Using Domain Adaptation:

Aside from tagging microblog text with named entities, we mixed tagged news texts with tagged microblog text to make use of the large news training data.

Semi-Supervised Training:

Basically, we used our best NER system to tag a large corpus of microblogs. Our intuition was that if we automatically tag a large set of tweets, then a NE may be tagged correctly multiple times. Then, automatically identified NE’s can then be used as a “new gazetteer.”

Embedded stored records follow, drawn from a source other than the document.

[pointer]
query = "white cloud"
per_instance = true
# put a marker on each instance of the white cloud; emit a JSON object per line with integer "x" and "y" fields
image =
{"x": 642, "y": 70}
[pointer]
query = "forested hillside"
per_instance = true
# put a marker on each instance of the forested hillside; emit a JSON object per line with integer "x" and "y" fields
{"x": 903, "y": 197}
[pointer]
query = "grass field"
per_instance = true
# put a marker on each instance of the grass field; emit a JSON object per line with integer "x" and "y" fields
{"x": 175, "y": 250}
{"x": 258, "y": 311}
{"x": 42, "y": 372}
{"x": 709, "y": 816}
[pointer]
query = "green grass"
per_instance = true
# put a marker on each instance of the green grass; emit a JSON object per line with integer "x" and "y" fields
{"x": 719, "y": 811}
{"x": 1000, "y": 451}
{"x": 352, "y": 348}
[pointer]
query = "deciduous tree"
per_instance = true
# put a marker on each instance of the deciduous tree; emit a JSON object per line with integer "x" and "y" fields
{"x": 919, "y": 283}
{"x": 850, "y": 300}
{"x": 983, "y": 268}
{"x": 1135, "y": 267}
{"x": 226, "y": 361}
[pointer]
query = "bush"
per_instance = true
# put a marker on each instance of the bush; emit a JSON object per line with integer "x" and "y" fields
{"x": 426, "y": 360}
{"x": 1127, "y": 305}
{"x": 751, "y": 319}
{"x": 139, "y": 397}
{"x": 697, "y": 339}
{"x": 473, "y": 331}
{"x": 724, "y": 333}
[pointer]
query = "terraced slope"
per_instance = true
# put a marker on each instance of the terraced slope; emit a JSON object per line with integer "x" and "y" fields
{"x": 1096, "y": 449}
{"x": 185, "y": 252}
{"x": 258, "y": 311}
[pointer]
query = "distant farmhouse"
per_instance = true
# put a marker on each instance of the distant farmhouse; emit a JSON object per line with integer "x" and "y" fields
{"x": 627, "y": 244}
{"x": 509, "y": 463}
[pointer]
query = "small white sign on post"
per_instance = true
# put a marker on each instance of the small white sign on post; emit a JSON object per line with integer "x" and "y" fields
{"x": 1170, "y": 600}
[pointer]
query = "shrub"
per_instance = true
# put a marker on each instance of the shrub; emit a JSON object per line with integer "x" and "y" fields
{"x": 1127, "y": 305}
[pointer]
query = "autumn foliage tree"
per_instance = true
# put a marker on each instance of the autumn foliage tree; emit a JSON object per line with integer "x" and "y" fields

How Good is our NER System

The QCRI NER system is considered state-of-the-art for Arabic microblogs.  Table 1 reports on the evaluation results for the NER system.  We performed the evaluation on a set of 1,423 tweets containing nearly 26k tokens. The tweets were randomly selected from the period of Nov. 23-27, 2011.

Table 1. NER results

Type Precision Recall F-measure
LOC 83.6 70.8 76.7
ORG 76.4 43.7 55.6
PERS 67.1 47.8 55.8
Overall 76.8 56.6 65.2

 

Obtaining and Citing our NER System

The system is a part of the Farasa Arabic processing toolkit and is available under research license from: http://qatsdemo.cloudapp.net/farasa/ .  It is written entirely in Java and can be invoked as a stand-alone executable or through API.  Usage example are available in: http://qatsdemo.cloudapp.net/farasa/usage.html .

For a detailed description of the system, please refer to the following two papers:

Kareem Darwish. 2013. Named Entity Recognition using Cross-lingual Resources: Arabic as an Example. ACL-2013.

Kareem Darwish, Wei Gao. 2014. Simple Effective Microblog Named Entity Recognition: Arabic as an Example. LREC-2014.